Turkish government to seek united stance with opposition on Aegean problems with Greece

ANKARA
Turkish government to seek united stance with opposition on Aegean problems with Greece Turkey’s government will meet opposition parties to seek a united stance amid recent tension between Ankara and Athens in the Aegean Sea on the grounds that the matter is a “national issue.”

“We will meet with political parties on issues concerning Greece and Aegean after the referendum because this is a national issue that should be dealt with using this approach,” Foreign Minister Mevlüt Çavuşoğlu told the Ankara bureau chiefs of media outlets on March 9. 

Turkey will hold a referendum on constitutional amendments on April 16. 

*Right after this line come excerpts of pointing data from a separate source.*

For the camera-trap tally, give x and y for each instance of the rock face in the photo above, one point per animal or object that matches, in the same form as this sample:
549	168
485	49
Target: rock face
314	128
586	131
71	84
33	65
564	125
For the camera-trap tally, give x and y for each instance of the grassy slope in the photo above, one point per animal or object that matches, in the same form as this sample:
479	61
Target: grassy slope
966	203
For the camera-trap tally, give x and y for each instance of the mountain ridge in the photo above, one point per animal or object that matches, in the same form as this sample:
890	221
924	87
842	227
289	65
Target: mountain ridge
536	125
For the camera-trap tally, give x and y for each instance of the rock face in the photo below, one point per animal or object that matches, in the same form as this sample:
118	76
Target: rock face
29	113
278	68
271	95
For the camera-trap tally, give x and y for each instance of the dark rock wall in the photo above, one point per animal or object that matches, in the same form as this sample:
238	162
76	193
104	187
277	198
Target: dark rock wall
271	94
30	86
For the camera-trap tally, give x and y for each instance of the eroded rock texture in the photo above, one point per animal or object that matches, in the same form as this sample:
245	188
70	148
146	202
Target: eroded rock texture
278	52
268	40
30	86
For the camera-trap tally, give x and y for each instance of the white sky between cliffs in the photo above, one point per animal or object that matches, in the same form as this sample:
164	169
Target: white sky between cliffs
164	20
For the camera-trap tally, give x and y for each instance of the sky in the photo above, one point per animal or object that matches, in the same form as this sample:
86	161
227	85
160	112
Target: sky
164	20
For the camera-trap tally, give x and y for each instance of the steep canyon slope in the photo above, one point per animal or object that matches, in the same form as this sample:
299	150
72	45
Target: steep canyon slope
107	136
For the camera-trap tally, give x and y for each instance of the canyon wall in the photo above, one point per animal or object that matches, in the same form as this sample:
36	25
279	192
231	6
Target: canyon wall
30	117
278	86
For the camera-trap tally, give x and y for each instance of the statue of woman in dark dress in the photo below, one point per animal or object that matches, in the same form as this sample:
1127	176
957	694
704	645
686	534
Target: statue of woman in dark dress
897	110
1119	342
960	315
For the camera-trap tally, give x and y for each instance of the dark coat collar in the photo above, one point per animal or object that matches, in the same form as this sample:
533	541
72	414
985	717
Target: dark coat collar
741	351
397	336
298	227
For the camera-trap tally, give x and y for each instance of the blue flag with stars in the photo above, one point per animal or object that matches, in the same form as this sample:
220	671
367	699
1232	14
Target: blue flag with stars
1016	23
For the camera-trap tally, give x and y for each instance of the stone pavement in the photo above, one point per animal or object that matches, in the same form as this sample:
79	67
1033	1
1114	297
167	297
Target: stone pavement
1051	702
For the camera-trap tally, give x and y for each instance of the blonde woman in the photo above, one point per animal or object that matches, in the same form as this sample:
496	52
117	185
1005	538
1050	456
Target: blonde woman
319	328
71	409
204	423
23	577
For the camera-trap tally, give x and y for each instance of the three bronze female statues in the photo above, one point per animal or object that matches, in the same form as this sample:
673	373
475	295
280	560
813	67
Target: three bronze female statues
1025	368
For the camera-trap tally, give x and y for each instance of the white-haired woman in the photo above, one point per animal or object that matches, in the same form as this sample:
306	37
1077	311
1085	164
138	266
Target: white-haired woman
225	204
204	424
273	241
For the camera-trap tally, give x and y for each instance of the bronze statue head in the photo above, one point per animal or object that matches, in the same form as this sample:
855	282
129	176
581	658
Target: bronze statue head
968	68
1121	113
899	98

Turkey and Greece have recently found themselves in the middle of fresh tension over the sea, having previously come to brink of war over uninhabited islets in the body of water in the 1990s. 

Çavuşoğlu accused Greek Defense Minister Panos Kammenos of raising the tension with “careless statements” on Turkey and said new tension was only defused after Greek Prime Minister Alexis Tsipras intervened and prevented Kammenos from making hostile statements against Turkey. 

Çavuşoğlu said the two countries were still continuing their exploratory talks to identify problems stemming from the sea and ways to resolve them. 


Turkey criticizes Greek president

In the meantime, the Turkish Foreign Ministry also criticized Greek President Prokopis Pavlopoulos over his questioning of the demilitarized status of a group of southeastern Aegean islands.      

In a written statement issued late on March 8, the ministry acknowledged that Pavlopoulos said Greece wanted to develop good neighborly relations with Turkey, but it expressed concern over his remarks on the demilitarized status of the Aegean Islands.

“Our objection to Greece’s militarization of these islands, threatening the security of Turkey, is a basic right granted to our country under the framework of international law,” read the statement.

On a March 6 to the Dodecanese islands, Pavlopoulos appeared to suggest that Athens could reinterpret the issue of demilitarization for purposes of “preventive defense.”

Ankara accused Athens of “hiding behind an imagined Turkish threat” in its bid to challenge the demilitarized status.      

The ministry recalled that the matter of demilitarization was predicated on internationally binding legal articles beginning with the Treaty of Lausanne and culminating in the 1947 Paris Peace Treaty.